Campbell reports reading Comey's laptop notes on "a meeting that would spell the beginning of the end of his career, and one that would mark the start of a veritable hurricane—a torrent of attacks on the rule of law that would risk threatening the viability of our national institutions of justice." How little he knew. My surmise is that Trump already knew what the meeting with Comey would bring up, as he clearly knew the workings within the deep state that would generate the false assessments of Russian interference in the election.Let's keep in mind that within days of the election, National Security Agency Director Mike Rogers met with Trump to inform him that Trump Tower wasn't secure, and as a consequence, Trump moved his transition headquarters to his Bedminster, NJ golf club. He seems to have had well-placed informants within the deep state from the start, but the specific reason or reasons he fired Comey as FBI Director have never been made clear. They may eventually surface now.
Cats can eventually lose all nine of their lives, and it looks like the deep state is running out of the six ways from Sunday it had to get back at Trump. Matt Taibbi said, "All week, Washington buzzed with rumors about imminent document releases," but he meant the releases of the Russiagate documents Tulsi Gabbard declassified, when the real rumors that buzzed all week were about the upcoming Wall Street Journal story that turned out just to cover pube doodles. If anything, this was a sign that the deep state had used up all six ways from Sunday.
One thing we're learning is that the grapevine is always a few days ahead of what's happening. Just before DNI Gabbard released the declassified documents and the report,
Sen. Mark Warner (D-Va.), vice chair of the Senate Intelligence Committee, on Friday bashed Director of National Intelligence Tulsi Gabbard.
“Tulsi Gabbard is not competent to be the director of national intelligence,” he told moderator Peter Baker at the Aspen Security Forum in Colorado. “I believe she is trying to politicize the workforce and work product, and that makes America less safe.”
But also in the days leading up to Gabbard's action, the Justice Department fired, of all people, James Comey's daughter Maurene.
Ms. Comey was told of her firing Wednesday in a letter from a Justice Department official in Washington who cited Article II of the Constitution, which broadly describes the powers of the president, according to two people with knowledge of the matter. She said in her email that the letter did not give a reason for her termination.

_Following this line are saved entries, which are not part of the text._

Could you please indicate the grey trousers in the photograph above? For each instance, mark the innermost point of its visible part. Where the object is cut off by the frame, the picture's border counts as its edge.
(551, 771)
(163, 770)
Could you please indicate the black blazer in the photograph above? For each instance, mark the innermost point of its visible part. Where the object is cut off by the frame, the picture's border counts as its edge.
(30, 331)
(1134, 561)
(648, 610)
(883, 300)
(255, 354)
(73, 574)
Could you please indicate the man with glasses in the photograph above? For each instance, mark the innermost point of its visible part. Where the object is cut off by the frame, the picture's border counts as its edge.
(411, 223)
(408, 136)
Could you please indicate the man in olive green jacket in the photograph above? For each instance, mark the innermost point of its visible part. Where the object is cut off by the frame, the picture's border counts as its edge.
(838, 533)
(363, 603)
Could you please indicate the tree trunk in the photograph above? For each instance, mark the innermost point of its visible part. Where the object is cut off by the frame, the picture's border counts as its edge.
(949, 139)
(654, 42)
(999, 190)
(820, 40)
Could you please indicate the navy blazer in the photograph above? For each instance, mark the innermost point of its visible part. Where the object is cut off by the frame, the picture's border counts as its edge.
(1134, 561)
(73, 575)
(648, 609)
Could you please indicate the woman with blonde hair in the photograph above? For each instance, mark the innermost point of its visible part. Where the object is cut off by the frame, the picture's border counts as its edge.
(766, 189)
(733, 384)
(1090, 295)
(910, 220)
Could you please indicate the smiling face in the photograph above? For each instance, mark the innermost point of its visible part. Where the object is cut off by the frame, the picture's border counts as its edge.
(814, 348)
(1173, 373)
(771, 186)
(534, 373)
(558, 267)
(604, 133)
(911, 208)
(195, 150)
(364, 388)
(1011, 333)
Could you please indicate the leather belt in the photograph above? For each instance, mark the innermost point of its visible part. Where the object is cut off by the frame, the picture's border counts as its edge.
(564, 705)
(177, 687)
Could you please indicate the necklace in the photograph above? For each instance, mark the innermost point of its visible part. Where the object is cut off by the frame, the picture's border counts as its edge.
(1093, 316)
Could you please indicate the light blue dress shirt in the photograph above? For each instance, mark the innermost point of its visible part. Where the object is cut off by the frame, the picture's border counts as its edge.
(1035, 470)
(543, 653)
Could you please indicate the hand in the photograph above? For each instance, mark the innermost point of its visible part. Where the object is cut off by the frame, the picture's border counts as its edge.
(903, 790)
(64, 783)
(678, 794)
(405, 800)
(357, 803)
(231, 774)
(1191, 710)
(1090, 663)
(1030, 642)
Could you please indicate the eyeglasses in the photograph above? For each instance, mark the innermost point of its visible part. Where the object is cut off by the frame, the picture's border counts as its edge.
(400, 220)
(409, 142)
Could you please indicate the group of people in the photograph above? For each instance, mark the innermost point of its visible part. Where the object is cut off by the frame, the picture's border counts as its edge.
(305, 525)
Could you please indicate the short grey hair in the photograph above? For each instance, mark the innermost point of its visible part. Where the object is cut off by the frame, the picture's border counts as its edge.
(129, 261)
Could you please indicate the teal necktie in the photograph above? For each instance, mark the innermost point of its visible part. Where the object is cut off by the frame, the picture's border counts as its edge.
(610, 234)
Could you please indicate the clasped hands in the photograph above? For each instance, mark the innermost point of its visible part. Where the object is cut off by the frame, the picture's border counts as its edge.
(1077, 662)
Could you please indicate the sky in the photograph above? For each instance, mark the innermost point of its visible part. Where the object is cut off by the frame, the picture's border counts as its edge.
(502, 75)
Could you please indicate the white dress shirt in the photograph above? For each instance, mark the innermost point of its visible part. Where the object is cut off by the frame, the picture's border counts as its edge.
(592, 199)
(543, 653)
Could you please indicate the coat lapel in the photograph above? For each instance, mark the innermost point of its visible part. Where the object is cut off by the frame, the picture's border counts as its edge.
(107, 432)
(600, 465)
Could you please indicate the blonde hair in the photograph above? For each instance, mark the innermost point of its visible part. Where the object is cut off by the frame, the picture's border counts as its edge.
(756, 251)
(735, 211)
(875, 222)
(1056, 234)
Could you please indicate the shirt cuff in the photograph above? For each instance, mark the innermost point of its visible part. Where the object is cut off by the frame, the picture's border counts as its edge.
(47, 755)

Nor do we know the specific reason for James Comey's own termination in 2017, but the history we're beginning to revisit suggests Trump was then, and is now, much better informed than we give him credit for. I suspect that Comey's daughter was in fact a means of communication that continued between Comey and the deep state, it's now been eliminated, and the timing is no coincidence. And as I've said, there's good reason to think she was the source of the pube doodles letter, too. It's one more indication they've used up their six ways from Sunday.